Robustness Quantification and Uncertainty Quantification: Comparing Two Methods for Assessing the Reliability of Classifier Predictions
Adrián Detavernier , Jasper De Bock
Published on arXiv
2603.22988
Input Manipulation Attack
OWASP ML Top 10 — ML01
Key Finding
Combined RQ+UQ approach achieves better reliability assessment than either method alone on benchmark datasets
We consider two approaches for assessing the reliability of the individual predictions of a classifier: Robustness Quantification (RQ) and Uncertainty Quantification (UQ). We explain the conceptual differences between the two approaches, compare both approaches on a number of benchmark datasets and show that RQ is capable of outperforming UQ, both in a standard setting and in the presence of distribution shift.
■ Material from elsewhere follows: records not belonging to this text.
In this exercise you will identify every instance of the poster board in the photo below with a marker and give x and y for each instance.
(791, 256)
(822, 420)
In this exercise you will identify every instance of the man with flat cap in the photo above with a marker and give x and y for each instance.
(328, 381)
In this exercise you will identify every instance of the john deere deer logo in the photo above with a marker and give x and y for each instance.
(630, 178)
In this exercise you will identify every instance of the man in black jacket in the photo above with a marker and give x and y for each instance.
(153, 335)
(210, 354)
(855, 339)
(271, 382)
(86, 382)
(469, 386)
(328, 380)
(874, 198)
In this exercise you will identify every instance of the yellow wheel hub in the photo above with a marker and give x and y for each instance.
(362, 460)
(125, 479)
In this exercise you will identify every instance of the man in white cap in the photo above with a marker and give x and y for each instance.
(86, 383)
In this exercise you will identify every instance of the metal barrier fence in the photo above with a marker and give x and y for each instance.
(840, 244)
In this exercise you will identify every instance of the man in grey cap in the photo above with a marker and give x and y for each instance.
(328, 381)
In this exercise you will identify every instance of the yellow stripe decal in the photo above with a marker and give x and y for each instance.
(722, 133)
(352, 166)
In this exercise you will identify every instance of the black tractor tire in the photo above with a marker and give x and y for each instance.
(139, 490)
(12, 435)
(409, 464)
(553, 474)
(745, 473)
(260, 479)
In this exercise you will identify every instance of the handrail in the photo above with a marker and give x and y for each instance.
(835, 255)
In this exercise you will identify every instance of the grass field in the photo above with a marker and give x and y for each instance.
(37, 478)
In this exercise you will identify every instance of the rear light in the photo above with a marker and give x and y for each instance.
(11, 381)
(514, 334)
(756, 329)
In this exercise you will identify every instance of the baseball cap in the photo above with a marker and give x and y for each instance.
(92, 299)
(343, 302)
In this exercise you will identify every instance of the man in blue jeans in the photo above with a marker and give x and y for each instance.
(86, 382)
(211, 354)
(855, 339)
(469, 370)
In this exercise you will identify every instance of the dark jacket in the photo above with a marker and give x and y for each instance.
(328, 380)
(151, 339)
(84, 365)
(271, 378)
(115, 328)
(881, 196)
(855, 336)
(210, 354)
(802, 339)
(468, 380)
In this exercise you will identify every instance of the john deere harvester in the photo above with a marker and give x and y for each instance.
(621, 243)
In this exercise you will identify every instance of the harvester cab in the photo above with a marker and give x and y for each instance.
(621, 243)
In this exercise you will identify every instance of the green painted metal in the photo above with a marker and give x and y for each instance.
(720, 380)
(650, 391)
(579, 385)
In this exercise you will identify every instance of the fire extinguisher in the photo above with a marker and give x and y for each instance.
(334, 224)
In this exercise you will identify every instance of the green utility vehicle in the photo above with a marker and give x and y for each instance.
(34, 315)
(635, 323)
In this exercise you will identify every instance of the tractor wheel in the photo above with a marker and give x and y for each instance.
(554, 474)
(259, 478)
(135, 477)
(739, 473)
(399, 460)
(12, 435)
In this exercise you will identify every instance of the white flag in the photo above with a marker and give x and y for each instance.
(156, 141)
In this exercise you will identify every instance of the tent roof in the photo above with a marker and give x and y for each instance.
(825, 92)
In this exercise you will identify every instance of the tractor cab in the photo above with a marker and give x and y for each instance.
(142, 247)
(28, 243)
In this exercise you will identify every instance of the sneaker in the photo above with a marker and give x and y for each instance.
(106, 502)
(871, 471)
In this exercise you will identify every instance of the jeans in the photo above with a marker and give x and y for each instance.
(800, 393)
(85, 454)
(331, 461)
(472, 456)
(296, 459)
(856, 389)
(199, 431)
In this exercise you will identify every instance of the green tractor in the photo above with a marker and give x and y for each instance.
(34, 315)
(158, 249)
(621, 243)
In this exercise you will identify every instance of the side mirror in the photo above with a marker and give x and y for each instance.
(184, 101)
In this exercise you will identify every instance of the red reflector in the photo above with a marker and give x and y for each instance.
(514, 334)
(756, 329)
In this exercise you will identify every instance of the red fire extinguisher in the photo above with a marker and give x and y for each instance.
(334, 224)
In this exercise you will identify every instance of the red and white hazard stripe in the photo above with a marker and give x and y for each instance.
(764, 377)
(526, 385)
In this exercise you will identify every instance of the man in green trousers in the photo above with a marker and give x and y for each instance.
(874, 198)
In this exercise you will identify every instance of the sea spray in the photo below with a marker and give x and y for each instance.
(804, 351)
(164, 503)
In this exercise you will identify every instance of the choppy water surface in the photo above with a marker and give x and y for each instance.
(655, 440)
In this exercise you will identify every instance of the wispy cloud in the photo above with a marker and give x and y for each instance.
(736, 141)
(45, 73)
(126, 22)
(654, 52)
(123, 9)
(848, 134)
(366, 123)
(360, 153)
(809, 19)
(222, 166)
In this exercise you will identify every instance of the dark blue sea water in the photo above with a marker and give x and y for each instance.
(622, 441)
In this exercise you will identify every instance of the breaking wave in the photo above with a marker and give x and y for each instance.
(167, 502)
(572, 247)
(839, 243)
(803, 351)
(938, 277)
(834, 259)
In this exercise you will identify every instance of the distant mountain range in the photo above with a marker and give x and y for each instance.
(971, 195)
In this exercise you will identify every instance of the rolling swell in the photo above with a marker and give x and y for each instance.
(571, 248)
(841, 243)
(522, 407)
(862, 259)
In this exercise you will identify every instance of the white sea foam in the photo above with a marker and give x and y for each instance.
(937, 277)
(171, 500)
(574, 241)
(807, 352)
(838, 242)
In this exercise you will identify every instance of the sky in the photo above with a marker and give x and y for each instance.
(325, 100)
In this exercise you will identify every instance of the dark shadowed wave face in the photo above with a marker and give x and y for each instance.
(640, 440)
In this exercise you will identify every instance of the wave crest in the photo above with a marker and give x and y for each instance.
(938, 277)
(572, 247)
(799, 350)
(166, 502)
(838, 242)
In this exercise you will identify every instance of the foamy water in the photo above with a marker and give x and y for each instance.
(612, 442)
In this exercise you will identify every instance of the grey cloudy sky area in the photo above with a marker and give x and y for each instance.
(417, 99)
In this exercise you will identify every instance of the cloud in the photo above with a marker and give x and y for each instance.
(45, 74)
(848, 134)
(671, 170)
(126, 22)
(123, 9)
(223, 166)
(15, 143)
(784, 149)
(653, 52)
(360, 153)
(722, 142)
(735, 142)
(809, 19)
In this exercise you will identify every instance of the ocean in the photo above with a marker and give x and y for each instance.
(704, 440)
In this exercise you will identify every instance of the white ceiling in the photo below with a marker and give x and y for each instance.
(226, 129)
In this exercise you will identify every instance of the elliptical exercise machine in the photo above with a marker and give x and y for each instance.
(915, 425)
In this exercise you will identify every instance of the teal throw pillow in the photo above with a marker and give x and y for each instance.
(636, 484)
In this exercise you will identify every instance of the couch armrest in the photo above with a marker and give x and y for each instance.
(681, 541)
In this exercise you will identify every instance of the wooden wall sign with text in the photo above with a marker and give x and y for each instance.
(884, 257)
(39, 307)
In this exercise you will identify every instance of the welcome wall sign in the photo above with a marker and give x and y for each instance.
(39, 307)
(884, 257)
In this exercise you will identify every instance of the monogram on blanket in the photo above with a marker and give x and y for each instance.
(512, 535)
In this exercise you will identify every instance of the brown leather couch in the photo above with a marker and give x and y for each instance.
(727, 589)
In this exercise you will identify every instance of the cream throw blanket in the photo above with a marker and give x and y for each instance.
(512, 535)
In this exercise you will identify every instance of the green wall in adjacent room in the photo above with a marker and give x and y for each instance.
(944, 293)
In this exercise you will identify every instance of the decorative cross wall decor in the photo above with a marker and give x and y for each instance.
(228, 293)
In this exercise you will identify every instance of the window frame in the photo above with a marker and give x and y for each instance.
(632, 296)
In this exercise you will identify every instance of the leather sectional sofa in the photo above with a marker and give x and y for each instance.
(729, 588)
Beside showing that RQ can be competitive with UQ, we also demonstrate the complementarity of RQ and UQ by showing that a combination of both approaches can lead to even better reliability assessments.
Key Contributions
- Comprehensive comparison of robustness quantification and uncertainty quantification on real benchmark datasets
- Demonstrates that combining RQ and UQ leads to better reliability assessments than either alone
- Shows RQ can outperform UQ in standard settings and under distribution shift
🛡️ Threat Analysis
Robustness quantification measures how much perturbation a model can handle before changing predictions - this is evaluating adversarial robustness at inference time, even though the paper frames it as a reliability assessment tool rather than proposing attacks or defenses.